In recent weeks the Government has also made a clear statement to the pillar banks that we want to see a reduction in the salary costs within the banks of between 6% and 10%. We look forward to proposals in that regard from the banks concerned. I assume senior management in those banks will lead by example on any cuts that will apply in the months ahead.

The Minister suggested that I must be joking. It is not a joke. I deal with people on a daily basis whose lives have been destroyed-----

-----by the banks. Families and businesses are affected. People have taken their lives because of the banks. The Minister completely avoided the question I asked. I expect that everyone in the House would agree with my call - even members of the Labour Party - for legislation to deal once and for all with how the banks are treating this Parliament with contempt. Will the Government put the question to the people of this country in a referendum if it cannot introduce legislation? The Government should check the position with the Attorney General.

Will the Government, for once and for all, deal with what the banks are doing to people? That is all I am asking. Will the Minister give me a simple "Yes" or "No" rather than a long-winded answer about this and that? Will the Government introduce legislation or offer a referendum to the people if legislation cannot be introduced to reduce the salaries of bankers? What the Government could sensibly do is reduce their salaries and pensions and let the banks go to court. All of the people in Ireland would support the Government in that.

There are two separate issues here. One relates to businesses under pressure and the other to pay levels in banks. We have just had a review of pay levels in banks and actually, for what it is worth---

The banks are walking all over the Government.

Deputy, please.

If Deputy Halligan does not want to hear my ---

They are walking all over everybody. A woman called to my office this morning at 8 a.m.-----

(Interruptions).

Deputy Halligan, please cool down and show some respect.

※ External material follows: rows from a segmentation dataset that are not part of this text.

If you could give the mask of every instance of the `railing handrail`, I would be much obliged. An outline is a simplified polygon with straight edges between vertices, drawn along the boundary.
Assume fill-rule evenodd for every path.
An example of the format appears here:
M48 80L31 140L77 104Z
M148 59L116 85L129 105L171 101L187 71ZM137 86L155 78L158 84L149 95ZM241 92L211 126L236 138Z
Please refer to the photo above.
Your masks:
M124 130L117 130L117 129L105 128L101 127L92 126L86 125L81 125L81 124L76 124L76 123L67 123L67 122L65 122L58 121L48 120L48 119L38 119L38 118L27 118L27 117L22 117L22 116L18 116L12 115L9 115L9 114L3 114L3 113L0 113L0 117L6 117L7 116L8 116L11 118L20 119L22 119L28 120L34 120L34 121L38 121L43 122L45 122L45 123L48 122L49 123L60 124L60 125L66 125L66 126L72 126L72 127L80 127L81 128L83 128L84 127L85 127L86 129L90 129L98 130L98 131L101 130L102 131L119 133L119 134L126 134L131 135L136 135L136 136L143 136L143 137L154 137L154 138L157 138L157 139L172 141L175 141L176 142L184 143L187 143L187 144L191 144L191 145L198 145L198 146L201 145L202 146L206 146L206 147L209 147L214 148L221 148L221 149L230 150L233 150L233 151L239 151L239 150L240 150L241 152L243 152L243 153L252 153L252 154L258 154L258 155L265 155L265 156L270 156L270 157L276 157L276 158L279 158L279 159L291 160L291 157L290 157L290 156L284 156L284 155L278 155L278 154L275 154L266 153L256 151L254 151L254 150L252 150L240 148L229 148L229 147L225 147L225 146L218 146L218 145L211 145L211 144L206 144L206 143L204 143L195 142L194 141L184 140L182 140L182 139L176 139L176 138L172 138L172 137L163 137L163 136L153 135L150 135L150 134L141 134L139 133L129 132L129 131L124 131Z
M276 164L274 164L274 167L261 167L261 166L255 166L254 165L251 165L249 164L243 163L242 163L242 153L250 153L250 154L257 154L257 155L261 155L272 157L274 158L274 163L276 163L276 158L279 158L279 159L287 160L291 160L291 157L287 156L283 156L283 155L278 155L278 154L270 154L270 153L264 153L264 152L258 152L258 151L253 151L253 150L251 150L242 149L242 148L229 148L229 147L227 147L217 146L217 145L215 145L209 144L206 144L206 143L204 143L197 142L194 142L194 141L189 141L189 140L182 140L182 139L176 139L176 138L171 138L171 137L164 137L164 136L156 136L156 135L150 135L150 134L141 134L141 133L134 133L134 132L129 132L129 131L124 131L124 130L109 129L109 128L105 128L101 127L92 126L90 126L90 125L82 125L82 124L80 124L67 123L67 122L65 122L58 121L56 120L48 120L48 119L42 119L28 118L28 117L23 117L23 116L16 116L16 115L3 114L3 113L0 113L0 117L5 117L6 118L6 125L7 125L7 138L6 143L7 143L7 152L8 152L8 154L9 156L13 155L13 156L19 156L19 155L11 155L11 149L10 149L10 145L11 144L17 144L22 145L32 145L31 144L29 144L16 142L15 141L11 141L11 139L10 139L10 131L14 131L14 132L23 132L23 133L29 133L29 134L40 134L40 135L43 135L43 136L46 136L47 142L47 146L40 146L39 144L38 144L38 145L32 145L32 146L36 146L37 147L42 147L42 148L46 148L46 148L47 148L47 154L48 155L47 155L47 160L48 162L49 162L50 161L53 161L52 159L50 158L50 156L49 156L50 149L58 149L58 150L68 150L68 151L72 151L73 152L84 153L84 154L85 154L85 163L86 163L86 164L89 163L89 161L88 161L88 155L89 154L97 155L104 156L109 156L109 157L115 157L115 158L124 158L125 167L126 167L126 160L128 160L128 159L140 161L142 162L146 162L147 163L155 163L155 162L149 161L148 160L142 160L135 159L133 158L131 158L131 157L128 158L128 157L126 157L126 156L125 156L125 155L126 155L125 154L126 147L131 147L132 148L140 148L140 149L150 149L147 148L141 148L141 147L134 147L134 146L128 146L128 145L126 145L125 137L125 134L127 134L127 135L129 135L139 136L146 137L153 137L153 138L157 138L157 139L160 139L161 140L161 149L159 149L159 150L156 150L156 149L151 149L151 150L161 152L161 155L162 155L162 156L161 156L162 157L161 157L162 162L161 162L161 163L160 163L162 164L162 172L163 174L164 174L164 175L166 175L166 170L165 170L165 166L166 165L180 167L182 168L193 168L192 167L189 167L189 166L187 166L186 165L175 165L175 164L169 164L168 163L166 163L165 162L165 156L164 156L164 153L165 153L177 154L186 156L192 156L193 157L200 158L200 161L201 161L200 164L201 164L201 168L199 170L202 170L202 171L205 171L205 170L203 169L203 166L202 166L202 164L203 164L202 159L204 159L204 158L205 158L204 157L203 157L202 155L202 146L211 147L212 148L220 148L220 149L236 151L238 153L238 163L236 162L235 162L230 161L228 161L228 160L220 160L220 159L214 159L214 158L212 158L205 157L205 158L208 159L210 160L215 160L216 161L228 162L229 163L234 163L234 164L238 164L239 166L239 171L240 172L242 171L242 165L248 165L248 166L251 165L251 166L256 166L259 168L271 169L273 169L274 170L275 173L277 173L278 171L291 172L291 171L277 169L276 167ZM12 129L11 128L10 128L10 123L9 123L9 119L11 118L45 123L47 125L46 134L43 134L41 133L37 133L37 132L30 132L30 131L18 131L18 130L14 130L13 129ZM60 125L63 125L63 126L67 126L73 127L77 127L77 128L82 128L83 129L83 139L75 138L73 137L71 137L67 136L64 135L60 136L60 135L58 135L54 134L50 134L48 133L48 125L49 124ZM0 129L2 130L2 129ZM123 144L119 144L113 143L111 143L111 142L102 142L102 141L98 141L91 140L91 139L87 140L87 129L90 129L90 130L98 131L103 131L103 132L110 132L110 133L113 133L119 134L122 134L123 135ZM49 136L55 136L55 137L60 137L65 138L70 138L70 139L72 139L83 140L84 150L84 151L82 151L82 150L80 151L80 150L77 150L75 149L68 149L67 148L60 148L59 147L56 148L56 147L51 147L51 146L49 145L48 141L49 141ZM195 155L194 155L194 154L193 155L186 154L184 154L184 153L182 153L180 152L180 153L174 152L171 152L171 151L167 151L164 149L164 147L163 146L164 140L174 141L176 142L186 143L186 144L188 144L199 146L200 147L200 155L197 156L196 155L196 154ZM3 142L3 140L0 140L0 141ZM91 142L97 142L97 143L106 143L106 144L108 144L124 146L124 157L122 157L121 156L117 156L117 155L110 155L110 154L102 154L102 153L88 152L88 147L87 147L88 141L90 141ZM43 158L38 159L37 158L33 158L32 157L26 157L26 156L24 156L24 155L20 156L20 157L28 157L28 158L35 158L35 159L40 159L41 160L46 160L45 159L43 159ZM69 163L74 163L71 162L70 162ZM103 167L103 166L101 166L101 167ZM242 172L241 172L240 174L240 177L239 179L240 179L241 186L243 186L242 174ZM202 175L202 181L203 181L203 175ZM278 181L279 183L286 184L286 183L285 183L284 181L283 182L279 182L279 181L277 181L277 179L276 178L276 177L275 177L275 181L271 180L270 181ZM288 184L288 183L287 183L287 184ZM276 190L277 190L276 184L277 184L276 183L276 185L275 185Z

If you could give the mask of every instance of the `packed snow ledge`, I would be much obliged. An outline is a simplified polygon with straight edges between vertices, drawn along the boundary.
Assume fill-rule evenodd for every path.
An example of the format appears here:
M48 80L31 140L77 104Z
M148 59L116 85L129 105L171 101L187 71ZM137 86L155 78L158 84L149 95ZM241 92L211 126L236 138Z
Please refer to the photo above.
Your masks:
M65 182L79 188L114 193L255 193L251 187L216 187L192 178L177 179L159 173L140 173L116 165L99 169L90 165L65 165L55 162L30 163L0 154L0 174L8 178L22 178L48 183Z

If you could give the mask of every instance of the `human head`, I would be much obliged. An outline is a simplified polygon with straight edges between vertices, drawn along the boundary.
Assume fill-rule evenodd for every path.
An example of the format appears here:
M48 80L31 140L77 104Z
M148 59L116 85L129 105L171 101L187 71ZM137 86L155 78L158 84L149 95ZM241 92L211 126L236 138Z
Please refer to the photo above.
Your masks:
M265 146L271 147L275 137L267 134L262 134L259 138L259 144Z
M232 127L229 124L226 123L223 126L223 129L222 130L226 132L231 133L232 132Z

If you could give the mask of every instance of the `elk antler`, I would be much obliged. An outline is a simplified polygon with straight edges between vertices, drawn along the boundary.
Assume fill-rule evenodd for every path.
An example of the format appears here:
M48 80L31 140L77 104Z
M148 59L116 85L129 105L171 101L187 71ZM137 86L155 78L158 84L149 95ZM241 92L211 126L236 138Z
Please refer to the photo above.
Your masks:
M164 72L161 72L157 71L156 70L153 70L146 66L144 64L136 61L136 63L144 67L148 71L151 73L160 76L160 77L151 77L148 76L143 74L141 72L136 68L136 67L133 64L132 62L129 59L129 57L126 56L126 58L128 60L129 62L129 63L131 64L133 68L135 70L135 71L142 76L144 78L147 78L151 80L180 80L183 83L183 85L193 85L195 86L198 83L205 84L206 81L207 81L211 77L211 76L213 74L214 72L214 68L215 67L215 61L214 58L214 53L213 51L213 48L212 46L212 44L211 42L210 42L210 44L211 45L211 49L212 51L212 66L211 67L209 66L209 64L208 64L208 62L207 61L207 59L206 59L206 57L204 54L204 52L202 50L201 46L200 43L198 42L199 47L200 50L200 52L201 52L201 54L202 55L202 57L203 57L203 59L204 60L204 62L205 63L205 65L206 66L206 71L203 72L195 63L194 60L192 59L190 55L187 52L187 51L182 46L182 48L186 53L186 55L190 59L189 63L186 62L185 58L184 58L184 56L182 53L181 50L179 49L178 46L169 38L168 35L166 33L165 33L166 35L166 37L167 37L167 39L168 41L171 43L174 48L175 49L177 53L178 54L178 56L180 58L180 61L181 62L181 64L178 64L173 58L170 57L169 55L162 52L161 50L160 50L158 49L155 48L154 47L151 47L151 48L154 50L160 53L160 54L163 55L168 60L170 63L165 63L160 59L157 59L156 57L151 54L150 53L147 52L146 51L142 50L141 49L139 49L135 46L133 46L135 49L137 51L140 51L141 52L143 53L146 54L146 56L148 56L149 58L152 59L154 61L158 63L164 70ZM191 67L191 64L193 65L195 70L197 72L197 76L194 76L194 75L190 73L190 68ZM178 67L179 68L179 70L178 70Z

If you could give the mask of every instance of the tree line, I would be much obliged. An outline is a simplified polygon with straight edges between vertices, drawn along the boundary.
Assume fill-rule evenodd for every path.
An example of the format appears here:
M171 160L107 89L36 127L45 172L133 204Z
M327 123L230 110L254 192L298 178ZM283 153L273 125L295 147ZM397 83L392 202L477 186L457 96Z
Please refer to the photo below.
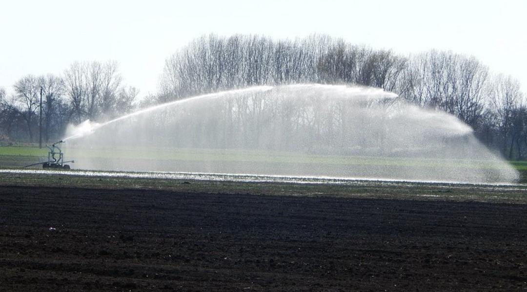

The bank are trying to take her house from her. I am upset because of the cases I am hearing about every day.

The Deputy may be upset but he must allow the Minister to reply.

The banks are walking all over us. Enough is enough.

Thank you, Deputy. You have had your say. Please allow the Minister to reply.

I will reply to the specific question that was asked. My view and that of the Government is that it is not possible to legislate essentially to undo or reverse contracts that have been signed. That is the position with regard to the CEO of Bank of Ireland. Instead, we have asked the banks to come forward with proposals that will reduce salary levels within banks by between 6% and 10%.

We expect that we will get a detailed proposal on that from the banks in the not-too-distant future.

Not according to a report in today's edition of The Irish Times.